Klammern Mütter von Frühchen besonders stark?

vom 03.07.2017, 05:24 Uhr

Ich habe mich neulich mit einer Freundin über Kinder unterhalten, wobei wir beide keine Kinder haben. Sie hat eine sehr interessante These aufgestellt, die ich hier diskutieren möchte. Ihre Tante hat wohl vor kurzem ein Kind bekommen, welches ein Frühchen war und nun fährt die Tante alle paar Stunden ins Krankenhaus, um nach dem Baby zu sehen. Nun hat meine Freundin die These aufgestellt, dass Mütter von Frühchen besonders viel klammern würden und hinterher Probleme mit dem Loslassen hätten, weil sie sich so viel sorgen würden um ihre Kinder. Ihrer Meinung nach wird das auch nicht nachlassen, wenn das Kind älter wird und sich gut entwickelt.

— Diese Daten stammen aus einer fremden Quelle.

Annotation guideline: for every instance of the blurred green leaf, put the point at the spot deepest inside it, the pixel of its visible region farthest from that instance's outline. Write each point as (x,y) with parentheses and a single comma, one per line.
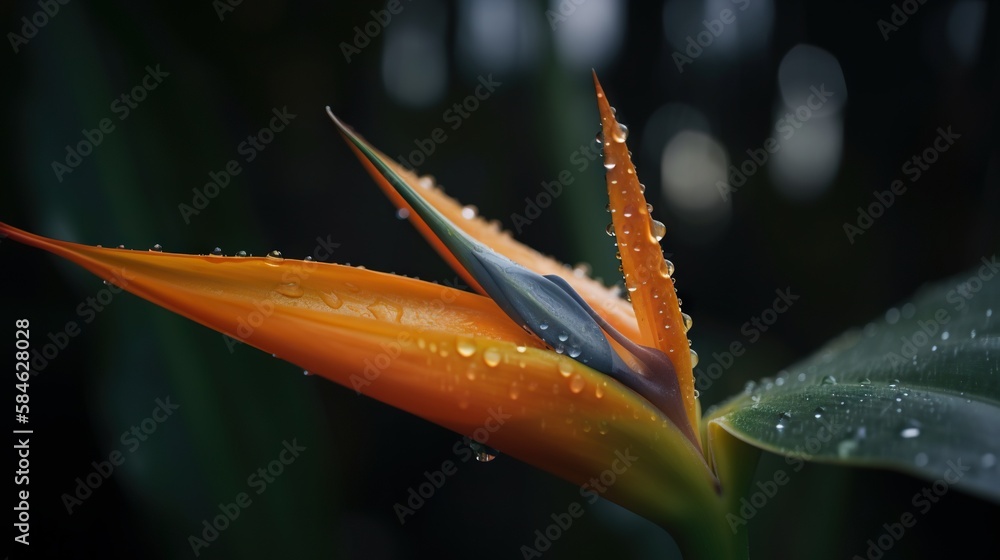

Wie seht ihr das? Ich glaube ehrlich gesagt nicht, dass jede "Helikopter-Mama" ausschließlich Frühchen zur Welt gebracht hat oder seht ihr das anders? Ist das nicht eher eine Frage der Einstellung und des Charakters, ob sich nach der anfänglichen Sorge und dem Beistand eine Helikopter-Mama entwickeln wird? Gerade am Anfang, wenn das Kind noch im Brutkasten drin ist, kann ich die Sorge schon verstehen, aber das ist doch keine Prognose für die Zeit danach oder doch?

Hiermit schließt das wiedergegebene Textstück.